Tuesday, 3 August 2010

Penang open tender spree shows up Putrajaya

By Lee Wei Lian | The Malaysian Insider

KUALA LUMPUR, Aug 3 — The Penang government’s open tender spree in the past few months could put the federal government in a bad light as both strive to show the public that they stand for transparency and excellence.

While both have initiated efforts to make procurement more transparent to the public, the Pakatan Rakyat (PR) Penang government seems to have taken the lead with a stream of open tenders announcements for its big ticket items while the Barisan Nasional (BN) federal government has appeared very slow off the mark.

Among landmark projects that were tendered out by the Penang state government include the multi-billion 100 acre Bayan Mutiara township project, the restoration of Fort Cornwallis, restoration of Crag Hotel, management of the Penang International Sports Arena and the Penang Hill facelift. Upcoming tenders include that for the Pulau Jerejak tourist development project.

In the case of the Bayan Mutiara project, the Penang government seems to have taken a leaf out of the Singapore playbook and has opened the tender to international bidders in an attempt to build an “iconic, prestigious and sustainable” development.

Singapore’s newest landmarks — the two world class integrated resorts (IR) at Sentosa Island and Marina Bay were built by international investors. A subsidiary of Malaysia’s own Genting Berhad had built the IR at Sentosa Island.

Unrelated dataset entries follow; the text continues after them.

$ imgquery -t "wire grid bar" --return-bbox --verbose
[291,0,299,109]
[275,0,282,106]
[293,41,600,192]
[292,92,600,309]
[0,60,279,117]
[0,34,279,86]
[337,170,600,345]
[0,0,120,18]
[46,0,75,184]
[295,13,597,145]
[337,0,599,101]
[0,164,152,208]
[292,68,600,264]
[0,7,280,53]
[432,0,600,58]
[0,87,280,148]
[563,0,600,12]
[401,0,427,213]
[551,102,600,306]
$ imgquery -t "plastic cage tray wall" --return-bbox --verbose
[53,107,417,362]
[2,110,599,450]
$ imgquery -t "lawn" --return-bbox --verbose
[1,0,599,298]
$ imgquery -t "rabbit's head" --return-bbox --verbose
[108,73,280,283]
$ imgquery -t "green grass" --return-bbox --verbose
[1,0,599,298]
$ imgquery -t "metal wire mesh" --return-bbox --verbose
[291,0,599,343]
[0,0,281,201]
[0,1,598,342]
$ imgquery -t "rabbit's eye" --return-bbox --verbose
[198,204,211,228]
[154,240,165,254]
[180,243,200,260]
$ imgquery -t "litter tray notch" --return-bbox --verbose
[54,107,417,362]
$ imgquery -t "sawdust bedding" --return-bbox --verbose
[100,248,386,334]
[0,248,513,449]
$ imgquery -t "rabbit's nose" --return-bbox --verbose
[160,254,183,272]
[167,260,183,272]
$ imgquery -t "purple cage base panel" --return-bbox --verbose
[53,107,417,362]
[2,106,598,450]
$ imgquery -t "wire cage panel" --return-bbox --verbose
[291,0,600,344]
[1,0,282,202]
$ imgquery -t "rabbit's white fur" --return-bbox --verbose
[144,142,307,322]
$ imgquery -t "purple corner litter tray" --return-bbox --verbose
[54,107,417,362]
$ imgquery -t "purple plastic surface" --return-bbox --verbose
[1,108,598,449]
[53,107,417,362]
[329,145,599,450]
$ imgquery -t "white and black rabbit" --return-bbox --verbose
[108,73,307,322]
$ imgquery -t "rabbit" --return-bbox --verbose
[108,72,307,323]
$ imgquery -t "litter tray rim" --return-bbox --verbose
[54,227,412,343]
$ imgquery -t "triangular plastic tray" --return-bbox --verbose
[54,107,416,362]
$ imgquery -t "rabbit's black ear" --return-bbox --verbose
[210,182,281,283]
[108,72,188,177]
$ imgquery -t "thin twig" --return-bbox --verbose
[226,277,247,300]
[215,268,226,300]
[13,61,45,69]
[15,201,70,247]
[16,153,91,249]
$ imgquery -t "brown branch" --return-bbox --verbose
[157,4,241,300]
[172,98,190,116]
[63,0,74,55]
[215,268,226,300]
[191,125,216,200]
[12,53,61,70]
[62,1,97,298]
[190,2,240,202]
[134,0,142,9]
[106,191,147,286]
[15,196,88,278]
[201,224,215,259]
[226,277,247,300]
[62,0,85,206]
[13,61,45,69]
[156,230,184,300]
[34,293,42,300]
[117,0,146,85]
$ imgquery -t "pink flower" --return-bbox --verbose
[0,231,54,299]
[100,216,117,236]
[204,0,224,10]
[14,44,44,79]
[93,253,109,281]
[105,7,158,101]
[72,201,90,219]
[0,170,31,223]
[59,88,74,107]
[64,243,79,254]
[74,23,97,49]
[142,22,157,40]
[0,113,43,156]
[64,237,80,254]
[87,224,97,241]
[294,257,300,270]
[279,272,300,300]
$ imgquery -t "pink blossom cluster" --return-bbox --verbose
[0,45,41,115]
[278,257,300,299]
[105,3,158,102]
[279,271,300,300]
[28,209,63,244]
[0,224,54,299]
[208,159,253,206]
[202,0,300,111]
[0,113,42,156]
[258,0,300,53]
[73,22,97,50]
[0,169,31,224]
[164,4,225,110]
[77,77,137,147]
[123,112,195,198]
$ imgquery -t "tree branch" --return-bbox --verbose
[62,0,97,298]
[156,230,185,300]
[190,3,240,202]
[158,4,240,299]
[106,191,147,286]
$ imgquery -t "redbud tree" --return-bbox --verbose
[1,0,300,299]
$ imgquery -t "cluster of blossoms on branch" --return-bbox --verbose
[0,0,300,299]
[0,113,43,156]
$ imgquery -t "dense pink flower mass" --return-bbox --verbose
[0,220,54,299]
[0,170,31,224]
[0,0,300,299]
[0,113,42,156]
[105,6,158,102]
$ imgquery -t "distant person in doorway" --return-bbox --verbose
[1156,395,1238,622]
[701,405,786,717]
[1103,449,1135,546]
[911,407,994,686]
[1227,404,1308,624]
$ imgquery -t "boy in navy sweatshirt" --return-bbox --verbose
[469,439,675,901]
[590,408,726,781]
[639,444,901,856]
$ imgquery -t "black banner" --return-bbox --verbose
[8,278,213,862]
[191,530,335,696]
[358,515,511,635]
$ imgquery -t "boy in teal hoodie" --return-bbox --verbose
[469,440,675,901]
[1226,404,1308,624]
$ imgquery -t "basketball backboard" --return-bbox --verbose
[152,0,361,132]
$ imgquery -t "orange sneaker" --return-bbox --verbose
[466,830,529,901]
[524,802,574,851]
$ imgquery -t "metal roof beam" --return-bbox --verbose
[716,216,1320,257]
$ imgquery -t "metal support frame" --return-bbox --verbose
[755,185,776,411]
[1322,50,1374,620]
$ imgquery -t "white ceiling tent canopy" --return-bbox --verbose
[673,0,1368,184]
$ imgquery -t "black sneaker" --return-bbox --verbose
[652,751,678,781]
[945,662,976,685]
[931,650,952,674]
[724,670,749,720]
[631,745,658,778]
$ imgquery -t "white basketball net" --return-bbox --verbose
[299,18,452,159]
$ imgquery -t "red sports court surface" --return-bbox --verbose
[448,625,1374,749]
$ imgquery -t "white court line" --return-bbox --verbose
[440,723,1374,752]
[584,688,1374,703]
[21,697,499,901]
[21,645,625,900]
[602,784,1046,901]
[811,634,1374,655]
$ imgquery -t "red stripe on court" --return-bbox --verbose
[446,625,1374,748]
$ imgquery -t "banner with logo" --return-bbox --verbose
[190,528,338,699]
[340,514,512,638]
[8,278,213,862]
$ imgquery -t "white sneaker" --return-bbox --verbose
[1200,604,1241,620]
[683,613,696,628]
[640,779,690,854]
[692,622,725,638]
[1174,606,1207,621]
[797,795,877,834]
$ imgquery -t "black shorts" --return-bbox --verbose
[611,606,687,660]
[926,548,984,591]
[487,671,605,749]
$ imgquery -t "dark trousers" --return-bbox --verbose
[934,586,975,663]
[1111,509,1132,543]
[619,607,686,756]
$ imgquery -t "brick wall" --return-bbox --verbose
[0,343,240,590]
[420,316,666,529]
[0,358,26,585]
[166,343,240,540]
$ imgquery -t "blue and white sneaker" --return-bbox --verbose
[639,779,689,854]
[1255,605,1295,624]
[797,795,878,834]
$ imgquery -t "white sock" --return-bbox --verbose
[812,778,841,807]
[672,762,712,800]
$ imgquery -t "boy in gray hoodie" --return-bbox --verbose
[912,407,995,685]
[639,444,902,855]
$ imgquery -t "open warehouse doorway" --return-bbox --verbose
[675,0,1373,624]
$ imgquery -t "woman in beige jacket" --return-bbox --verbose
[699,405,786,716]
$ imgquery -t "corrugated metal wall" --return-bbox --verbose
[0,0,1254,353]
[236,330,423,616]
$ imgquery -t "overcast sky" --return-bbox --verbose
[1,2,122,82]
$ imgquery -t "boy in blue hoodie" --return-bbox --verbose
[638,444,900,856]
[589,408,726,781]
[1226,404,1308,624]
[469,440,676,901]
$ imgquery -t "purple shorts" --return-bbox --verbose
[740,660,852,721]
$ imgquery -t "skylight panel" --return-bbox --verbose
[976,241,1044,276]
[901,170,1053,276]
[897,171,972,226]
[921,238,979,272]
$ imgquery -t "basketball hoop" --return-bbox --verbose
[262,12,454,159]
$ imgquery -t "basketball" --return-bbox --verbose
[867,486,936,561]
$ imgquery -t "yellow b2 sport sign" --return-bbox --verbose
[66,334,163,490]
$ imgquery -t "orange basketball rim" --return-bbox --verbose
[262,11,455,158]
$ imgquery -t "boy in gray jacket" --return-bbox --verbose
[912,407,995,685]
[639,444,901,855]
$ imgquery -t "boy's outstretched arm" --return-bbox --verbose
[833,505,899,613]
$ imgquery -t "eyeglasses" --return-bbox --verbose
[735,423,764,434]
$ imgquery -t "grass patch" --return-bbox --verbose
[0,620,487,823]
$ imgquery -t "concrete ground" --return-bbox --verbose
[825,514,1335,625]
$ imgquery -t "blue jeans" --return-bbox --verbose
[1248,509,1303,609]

The federal government on the other hand has been slow to open up major projects to open tenders. The highly valuable 65 acre piece of government land in the prestigious Jalan Duta area was privatised last November to the Naza group without an open tender.

Other major parcels of land where open tenders have yet to be called for redevelopment include the 3,300 acre Malaysia Rubber Board land in Sungai Buloh and the redevelopment of the 400 acre Sungai Besi Airport and the development of the 85 acre KL Financial District. Other valuable tracts of land where no open tenders have been called include 204 acres of government land in Jalan Cochrane and land at Jalan Peel and Jalan Lidcol.

The open tender debate in Malaysia is a politically charged one as it is widely acknowledged that many if not most government contracts and licenses go to companies controlled by persons close to the political leadership. As companies are not selected based on merit, completed projects and public services are often of poor quality despite high costs and subject to much public complaint.

Both governments also maintain public procurement portals but Penang had launched its portal first. The federal government portal — MyProcurement — also suffered the embarrassment of having glaring data entry errors discovered just a few days after being launched by Prime Minister Datuk Seri Najib Razak.

While Najib has taken steps to tidy up procurement and the New Economic Model (NEM) framework mooted by his administration has also stressed the need for open tenders, the slow pace at which such reforms are taking place under his administration are leaving many wondering if anything has really changed.

The danger for the prime minister than is that the island state will prove to be much more serious in terms of public accountability and performance and his government will suffer in comparison.

While some expressed fears that the Penang open tender system would penalise Bumiputeras, Penang chief minister Lim Guan Eng quashed such claims and revealed in January that 70 per cent of tenders from two state owned firms were won by Bumiputera contractors.

He said that Malay contractors had won 16 out of 23 tender awards, or 70 per cent, from the Penang Development Corporation(PDC) and 44 out of 66 or 67 per cent of contracts issued by the Perbadanan Bekalan Air Pulau Pinang(PBAPP) in open tenders since March 2008.

Najib has had to contend with continued demand for quotas set aside for Malay contractors after he said the NEM will free the economy and make it more competitive.

Malay rights group point out that the BN government has yet to meet the 30 per cent target for Malay equity with just nearly 20 per cent since the New Economic Policy (NEP) came to effect in 1970.

But detractors say the amount does not include equity by government units and companies investing on behalf of the Malays and Bumiputeras such as PNB and others.